Inside a structure called the Lower Town East Palace, researchers recovered 20 cuneiform tablets and more than 100 administrative sealings, the largest tablet find yet made on the Erbil Plain.

The records include palace administrative texts and a letter tied to a senior official. Several bear dates cluster within the same few days, a pattern consistent with the city’s documented fall. Earley-Spadoni said the tablets offer a detailed look at palace operations and the city’s economy in its final days.

Iraq’s rare palace tablets found alongside ancient mass graves

Within the same destruction layers, researchers found the remains of 17 people. Bioarchaeologist Andrea Zurek-Ost of Michigan State University is studying the individuals.

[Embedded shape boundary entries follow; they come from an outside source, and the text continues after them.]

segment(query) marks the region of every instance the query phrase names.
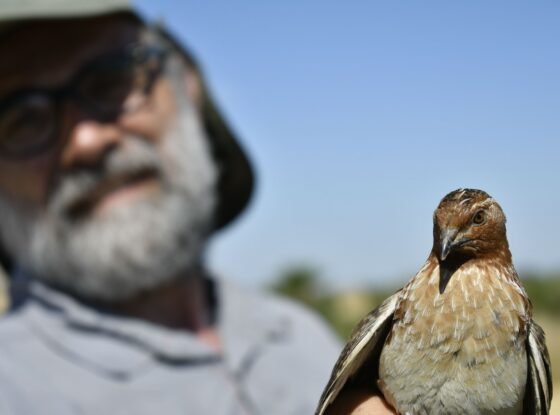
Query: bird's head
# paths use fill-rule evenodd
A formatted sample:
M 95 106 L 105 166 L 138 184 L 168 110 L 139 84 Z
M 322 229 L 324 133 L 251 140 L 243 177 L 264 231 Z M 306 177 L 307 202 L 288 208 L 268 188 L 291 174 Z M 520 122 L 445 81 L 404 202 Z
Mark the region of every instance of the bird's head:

None had been given a formal burial or left with belongings, and some appear to have died where they lay. One person was found collapsed across a stone basin.

A dig in northern Iraq has yielded rare cuneiform tablets, mass graves and a 4,000-year-old siege record that brings a forgotten ancient city back to life. pic.twitter.com/VGssXIZjt0

— Tom Marvolo Riddle (@tom_riddle2025) June 11, 2026

The site also showed two overlapping destruction events matching historical records of Qabra’s siege and conquest by Assyrian king Shamshi-Adad. Charred debris, fallen walls, and broken pottery point to a prolonged assault, making it the most complete archaeological case of Middle Bronze Age siege warfare identified in northern Mesopotamia.

Earley-Spadoni said the rare tablets, mass graves, and other findings from the Iraq site make clear that northern cities like Qabra were as organized and politically significant as the more familiar southern centers of ancient Mesopotamia.

Survey uncovers fortified walls matching an ancient monument

A magnetic survey of more than 80 hectares uncovered a large fortification wall with towers encircling the site, matching the layout shown on the “Victory Stele of Dadusha,” an ancient monument tied to the siege.

Researchers also found a preserved street with an engineered drainage system and spaces used for food preparation and textile work.

Laboratory analysis is continuing, including DNA and isotopic testing on the 17 individuals to trace their origins and determine whether they were related.